3. Customize the Code Node Using Your Docker Image

Prerequisites

To integrate your customized private container registry, you must create container registry integrations and secrets.

  1. Select the Code node and click Actions.
  2. Select Edit Service Settings from the list.
  3. Add Secrets and Integrations if your docker image is private. Ignore, if public.
  4. Click Edit Configuration.
  5. In the Docker Image field, enter your docker image URL.
  6. Complete the remaining steps, if required.

4. Start the Pipeline

To install and activate your pipeline, click Start Pipeline in the pipeline editor screen or the play button from the project's Pipeline page.

Create Model Application Node Pipelines

Dataloop allows the installations for AI/ML models by allowing them to be hosted and executed on:

  • Dataloop's Managed Compute (internal infrastructure): The Models run on the Dataloop's Compute.

  • External Compute Providers (e.g., OpenAI, Azure, GCP, IBM, NVIDIA) via API Service Integration: The Models run on external provider's compute, and which requires secret credentials to complete the installation.

1. Create a Pipeline

  1. Open the Pipelines page from the left-side menu.

  2. Click Create Pipeline and select the Start from Scratch from the list. It opens the Set Pipeline Name popup window.

  3. Enter a name for the new pipeline.

  4. Click Create Pipeline. The Pipeline window is displayed, and you can configure the available nodes as needed.

2. Place the Nodes

Dataloop allows you to install Models running on Dataloop Compute and External Compute Providers (e.g., OpenAI, Azure, GCP, IBM, NVIDIA) via API Service Integration.

  1. Select the required nodes (except model application) from the Node Library and drag them to the Canvas.

  2. Click on the + icon next to the Node Library.

  3. Select a model from the Models tab and click Add Node.

  4. Select the model variations from the list and click Proceed. The Install Model pop-up window is displayed, if the model is running on an external compute.

  5. Select an API Key, Secret or an Integration, as required. If not available,

    1. If there is no secret, click Add New Secret and follow the steps.
    2. To set the integration later, click Set Up Later.
  6. Click Install Model. Click on the View Model to view it under the Model Management → Versions tab.

  7. Go back to the Pipeline and view the newly added node under the Models' category in the left-side node library.

  8. Drag it to the canvas and make the required configurations.

  9. Complete the connections.

Learn more

3. Start the Pipeline

To install and activate your pipeline, click Start Pipeline in the pipeline editor screen or the play button from the project's Pipeline page.


Create Pipeline Using the SDK

To learn more about creating pipelines in the SDK, click here.
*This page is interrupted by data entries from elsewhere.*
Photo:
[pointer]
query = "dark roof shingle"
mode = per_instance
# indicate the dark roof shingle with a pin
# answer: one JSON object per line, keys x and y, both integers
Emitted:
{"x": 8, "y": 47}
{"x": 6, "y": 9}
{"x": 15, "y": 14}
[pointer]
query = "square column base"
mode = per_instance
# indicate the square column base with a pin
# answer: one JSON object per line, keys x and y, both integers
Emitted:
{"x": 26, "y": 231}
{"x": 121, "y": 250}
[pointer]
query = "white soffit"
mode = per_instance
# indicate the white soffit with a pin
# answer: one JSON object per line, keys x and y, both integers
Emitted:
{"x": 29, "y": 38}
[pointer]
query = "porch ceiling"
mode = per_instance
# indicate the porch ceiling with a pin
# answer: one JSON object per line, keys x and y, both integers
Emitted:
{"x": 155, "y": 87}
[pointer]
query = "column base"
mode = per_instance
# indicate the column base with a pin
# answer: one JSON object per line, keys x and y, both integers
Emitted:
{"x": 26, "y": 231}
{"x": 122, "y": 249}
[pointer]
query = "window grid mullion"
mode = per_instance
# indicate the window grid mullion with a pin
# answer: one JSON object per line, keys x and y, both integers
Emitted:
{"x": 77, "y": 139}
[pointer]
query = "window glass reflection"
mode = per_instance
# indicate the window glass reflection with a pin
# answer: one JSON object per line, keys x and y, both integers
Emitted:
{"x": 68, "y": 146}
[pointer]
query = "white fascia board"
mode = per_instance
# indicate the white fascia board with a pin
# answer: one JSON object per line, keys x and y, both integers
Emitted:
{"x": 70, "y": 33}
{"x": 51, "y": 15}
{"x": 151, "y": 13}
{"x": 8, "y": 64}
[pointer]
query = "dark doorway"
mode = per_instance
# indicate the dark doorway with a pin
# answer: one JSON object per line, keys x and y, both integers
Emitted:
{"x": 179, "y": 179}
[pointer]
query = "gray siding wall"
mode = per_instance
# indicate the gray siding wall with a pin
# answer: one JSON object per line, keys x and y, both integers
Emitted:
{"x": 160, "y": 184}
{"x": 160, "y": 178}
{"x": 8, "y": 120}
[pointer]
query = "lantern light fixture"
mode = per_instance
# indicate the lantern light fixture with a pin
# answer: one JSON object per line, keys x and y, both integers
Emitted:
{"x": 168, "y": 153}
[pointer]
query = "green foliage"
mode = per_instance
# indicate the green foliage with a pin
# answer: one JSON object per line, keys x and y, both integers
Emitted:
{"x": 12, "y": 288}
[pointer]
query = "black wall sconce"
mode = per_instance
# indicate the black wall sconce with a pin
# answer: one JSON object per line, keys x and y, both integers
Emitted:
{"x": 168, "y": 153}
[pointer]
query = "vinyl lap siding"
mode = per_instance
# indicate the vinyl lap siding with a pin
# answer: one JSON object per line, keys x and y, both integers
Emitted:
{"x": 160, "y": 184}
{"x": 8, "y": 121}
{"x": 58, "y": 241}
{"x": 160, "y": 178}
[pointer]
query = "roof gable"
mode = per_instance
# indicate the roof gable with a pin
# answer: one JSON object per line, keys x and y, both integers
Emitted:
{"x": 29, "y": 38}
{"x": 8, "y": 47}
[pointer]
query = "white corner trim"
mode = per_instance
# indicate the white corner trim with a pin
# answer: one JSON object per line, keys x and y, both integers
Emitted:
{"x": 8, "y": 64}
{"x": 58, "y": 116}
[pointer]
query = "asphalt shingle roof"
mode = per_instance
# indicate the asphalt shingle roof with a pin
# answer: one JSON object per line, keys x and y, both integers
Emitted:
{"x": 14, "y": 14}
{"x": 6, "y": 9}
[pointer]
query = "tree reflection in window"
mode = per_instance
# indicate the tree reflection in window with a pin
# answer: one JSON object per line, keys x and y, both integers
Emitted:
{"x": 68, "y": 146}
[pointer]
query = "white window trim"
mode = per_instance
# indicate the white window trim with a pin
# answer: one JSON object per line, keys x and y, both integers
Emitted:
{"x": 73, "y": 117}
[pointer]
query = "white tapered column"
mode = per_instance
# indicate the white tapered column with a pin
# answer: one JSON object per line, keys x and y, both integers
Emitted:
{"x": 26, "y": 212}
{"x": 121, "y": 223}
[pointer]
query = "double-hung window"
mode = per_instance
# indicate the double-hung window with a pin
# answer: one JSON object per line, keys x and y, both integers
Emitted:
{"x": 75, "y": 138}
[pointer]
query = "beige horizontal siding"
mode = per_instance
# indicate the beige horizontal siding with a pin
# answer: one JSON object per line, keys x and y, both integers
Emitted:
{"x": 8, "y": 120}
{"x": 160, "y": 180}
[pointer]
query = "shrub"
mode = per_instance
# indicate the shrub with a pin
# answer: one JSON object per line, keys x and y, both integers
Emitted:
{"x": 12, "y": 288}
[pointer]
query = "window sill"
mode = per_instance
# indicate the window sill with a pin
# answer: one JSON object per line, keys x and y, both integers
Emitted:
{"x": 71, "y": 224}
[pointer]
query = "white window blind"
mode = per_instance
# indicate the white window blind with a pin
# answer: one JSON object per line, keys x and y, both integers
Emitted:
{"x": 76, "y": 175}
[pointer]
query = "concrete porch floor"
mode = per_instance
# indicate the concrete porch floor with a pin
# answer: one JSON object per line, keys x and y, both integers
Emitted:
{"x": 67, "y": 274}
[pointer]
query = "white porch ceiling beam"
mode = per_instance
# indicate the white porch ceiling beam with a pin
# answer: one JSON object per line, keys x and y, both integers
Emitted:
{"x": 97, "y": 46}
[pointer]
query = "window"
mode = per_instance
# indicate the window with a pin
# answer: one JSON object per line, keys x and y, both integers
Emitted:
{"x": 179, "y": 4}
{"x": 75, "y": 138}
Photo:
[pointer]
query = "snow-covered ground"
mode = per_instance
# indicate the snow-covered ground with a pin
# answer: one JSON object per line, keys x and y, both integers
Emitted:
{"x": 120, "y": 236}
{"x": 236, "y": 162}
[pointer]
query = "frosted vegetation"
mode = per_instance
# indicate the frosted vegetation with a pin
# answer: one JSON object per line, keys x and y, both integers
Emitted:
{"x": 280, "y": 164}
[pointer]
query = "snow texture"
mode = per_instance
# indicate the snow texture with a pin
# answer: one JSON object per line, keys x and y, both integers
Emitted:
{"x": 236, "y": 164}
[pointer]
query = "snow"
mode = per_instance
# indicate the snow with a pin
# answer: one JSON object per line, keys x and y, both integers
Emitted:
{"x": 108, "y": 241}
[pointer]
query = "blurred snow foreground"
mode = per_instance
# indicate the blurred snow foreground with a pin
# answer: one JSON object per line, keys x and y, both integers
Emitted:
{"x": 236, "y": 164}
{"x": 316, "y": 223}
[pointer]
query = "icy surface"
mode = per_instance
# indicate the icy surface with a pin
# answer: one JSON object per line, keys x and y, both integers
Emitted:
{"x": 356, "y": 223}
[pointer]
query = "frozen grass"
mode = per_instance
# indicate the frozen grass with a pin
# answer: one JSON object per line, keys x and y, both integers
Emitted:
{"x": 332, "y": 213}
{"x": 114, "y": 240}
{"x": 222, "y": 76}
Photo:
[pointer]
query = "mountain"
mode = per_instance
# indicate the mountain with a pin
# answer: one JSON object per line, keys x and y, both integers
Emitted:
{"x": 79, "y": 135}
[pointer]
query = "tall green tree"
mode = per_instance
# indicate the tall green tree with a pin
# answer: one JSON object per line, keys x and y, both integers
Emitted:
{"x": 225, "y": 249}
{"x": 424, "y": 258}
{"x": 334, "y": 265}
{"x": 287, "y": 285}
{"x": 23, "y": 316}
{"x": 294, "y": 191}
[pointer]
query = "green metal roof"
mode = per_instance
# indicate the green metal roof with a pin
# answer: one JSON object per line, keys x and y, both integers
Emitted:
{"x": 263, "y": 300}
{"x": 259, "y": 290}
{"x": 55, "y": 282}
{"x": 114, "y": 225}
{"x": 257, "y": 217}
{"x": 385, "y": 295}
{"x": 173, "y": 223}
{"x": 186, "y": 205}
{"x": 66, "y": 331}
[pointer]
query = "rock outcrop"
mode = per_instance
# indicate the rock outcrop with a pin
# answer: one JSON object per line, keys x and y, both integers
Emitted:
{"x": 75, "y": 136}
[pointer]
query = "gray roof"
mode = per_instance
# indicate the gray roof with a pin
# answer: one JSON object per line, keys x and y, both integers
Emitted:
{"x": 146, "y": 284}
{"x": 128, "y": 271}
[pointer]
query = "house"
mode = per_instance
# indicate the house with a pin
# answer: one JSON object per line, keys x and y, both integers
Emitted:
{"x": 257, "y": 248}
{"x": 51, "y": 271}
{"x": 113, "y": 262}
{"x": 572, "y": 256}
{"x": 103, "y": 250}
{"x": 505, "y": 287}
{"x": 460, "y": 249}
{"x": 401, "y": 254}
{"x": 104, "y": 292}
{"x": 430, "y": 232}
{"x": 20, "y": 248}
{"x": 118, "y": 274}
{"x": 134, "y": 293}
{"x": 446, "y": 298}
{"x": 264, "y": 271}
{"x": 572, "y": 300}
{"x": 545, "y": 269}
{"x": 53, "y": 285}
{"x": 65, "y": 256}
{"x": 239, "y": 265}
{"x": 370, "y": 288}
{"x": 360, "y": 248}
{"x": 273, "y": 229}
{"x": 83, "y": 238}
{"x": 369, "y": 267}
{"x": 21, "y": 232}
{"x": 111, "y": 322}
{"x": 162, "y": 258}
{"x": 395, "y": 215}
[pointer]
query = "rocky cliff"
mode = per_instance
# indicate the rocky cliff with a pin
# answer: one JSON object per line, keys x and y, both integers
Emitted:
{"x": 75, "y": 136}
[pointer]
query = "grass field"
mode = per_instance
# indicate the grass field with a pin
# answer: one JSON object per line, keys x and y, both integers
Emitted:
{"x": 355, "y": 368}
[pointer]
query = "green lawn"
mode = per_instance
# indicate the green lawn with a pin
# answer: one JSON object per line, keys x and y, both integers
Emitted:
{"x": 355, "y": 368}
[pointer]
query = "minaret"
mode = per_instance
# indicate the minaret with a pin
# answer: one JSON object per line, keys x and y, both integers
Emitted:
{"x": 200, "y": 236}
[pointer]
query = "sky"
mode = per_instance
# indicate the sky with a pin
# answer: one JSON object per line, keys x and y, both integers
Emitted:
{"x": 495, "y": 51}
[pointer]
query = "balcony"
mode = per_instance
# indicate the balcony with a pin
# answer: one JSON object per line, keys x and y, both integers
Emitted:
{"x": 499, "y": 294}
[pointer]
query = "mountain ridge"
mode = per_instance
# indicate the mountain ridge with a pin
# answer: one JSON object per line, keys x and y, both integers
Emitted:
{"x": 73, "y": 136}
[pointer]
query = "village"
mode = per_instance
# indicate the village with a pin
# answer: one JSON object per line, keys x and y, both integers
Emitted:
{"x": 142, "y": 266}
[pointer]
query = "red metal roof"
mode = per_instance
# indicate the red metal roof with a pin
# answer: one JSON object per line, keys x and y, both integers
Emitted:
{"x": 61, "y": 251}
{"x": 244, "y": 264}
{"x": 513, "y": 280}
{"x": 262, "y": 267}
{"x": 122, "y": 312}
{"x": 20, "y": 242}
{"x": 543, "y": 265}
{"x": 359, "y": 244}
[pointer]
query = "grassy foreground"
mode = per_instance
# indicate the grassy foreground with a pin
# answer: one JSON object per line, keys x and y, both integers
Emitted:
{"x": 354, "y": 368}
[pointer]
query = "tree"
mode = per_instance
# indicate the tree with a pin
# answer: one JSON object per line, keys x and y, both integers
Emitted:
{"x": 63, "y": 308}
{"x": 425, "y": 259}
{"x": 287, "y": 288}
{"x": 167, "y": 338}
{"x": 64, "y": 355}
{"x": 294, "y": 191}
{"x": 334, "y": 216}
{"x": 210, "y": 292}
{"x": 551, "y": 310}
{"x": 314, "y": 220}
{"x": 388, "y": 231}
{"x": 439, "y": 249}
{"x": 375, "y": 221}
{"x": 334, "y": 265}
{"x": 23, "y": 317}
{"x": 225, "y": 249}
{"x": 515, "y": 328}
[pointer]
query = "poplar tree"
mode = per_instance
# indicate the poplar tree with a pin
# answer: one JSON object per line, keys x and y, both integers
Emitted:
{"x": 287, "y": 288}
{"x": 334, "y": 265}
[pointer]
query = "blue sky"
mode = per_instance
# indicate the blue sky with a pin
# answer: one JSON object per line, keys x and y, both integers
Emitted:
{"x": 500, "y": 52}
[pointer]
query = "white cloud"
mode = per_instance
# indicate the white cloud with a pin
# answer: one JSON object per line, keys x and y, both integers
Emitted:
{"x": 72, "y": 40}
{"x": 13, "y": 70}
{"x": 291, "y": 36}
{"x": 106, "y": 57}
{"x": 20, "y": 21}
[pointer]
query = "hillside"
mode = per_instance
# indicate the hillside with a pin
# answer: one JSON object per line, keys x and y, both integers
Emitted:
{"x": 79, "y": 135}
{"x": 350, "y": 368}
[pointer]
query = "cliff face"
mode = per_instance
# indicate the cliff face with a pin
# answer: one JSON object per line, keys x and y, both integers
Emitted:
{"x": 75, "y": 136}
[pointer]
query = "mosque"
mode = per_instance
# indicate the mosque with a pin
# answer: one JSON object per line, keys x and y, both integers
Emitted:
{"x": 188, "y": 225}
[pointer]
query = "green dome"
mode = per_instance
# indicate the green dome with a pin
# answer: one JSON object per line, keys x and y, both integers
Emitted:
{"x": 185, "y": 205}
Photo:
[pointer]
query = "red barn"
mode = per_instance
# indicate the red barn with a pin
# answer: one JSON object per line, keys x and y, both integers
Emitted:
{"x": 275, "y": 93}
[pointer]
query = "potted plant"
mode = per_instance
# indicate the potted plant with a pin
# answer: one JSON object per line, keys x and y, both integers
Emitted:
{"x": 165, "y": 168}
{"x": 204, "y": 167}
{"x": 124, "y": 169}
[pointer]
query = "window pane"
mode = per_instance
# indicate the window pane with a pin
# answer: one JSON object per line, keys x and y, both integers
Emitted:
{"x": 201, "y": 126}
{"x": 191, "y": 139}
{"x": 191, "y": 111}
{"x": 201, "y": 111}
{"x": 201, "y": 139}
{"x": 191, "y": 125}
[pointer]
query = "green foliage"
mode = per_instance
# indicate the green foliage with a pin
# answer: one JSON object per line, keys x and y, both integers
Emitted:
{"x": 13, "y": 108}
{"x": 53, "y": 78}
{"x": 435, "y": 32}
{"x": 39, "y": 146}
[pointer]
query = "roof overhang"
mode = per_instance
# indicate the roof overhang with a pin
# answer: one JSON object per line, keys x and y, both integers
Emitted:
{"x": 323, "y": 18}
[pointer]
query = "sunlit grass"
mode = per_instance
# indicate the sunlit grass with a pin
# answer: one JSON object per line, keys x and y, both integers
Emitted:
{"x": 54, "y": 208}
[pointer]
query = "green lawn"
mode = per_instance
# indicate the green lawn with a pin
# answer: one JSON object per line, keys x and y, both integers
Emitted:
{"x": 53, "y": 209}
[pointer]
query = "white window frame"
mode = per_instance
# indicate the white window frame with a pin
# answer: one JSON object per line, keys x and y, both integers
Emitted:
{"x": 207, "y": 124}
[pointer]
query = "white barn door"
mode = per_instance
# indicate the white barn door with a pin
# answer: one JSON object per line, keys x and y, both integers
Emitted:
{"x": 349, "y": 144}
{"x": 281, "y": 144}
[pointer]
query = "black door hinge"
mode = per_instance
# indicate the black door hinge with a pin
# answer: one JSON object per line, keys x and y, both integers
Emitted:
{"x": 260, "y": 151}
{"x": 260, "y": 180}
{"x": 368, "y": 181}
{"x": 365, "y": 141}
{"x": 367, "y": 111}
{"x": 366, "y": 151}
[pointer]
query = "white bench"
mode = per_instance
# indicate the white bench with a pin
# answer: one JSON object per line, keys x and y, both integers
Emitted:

Undo/Redo Pipeline Editing Steps

While structuring the pipeline and making adjustments, you can use the Undo/Redo to trace back editing steps back and forth as needed, without having to manually change back the pipeline configuration. This includes nodes added or removed, nodes connectivity, and nodes settings.

Undo/Redo does not provide traceability to code changes in code nodes. Such manual changes to the code are currently not versioned.